The world and the people in it have a crucial element that should be celebrated; people have a purpose. People know why they should get up in the morning or simply stay in bed and hide. People can see what needs to be done, what needs to be said, what needs to be felt. Some people value lists and conformity. Some people value excitement, traveling, trying new things. Today, I don’t feel anything at all. And to me, these are the days that are the worst of them all.

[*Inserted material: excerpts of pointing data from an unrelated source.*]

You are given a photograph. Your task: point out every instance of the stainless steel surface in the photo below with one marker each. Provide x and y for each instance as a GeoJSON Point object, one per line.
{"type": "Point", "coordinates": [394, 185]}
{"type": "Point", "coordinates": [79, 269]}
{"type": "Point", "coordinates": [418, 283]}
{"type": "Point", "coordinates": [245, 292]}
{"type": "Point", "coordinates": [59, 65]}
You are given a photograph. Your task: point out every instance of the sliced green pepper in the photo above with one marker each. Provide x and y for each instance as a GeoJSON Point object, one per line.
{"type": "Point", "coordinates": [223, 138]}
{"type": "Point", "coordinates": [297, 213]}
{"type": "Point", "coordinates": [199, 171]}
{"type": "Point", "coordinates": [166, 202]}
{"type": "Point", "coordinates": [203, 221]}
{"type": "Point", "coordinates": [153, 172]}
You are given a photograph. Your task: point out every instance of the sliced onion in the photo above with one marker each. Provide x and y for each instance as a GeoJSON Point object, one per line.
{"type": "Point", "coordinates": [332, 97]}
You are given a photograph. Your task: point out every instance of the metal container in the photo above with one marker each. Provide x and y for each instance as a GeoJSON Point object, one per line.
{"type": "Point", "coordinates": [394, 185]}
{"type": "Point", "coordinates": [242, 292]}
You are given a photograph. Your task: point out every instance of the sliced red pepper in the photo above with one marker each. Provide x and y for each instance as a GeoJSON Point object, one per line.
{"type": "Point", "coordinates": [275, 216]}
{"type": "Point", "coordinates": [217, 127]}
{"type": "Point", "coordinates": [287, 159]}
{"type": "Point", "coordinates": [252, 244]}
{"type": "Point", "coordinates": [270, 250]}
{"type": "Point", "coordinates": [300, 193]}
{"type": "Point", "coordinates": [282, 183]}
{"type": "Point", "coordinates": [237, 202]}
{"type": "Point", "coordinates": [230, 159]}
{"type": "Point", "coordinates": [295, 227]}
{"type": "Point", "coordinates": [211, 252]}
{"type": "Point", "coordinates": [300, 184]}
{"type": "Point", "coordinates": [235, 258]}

I know that how I feel will change again; it’s the nature of the beast. I will go back down into the darkness and I will dance in the light. And while I wish that I could find comfort in a place where there is no rhyme for me to learn or rhythm for me beat my heart against, there is no comfort. There is no fear, no happiness, no desire, no need, no want, no hope, no sadness, no sound, no sight. It is a day when there is nothing at all. And for a woman who lives in the deepest darkness and the brightest light, the days when there is nothing to feel seem foreign and lonely. There is no comfort because there is nothing to feel bad about. There is no need to measure my steps or worry about how hard I am running, because I am barely moving at all. There are no highs today and there are no lows today. There is nothing today.
Maybe tomorrow that will all change again.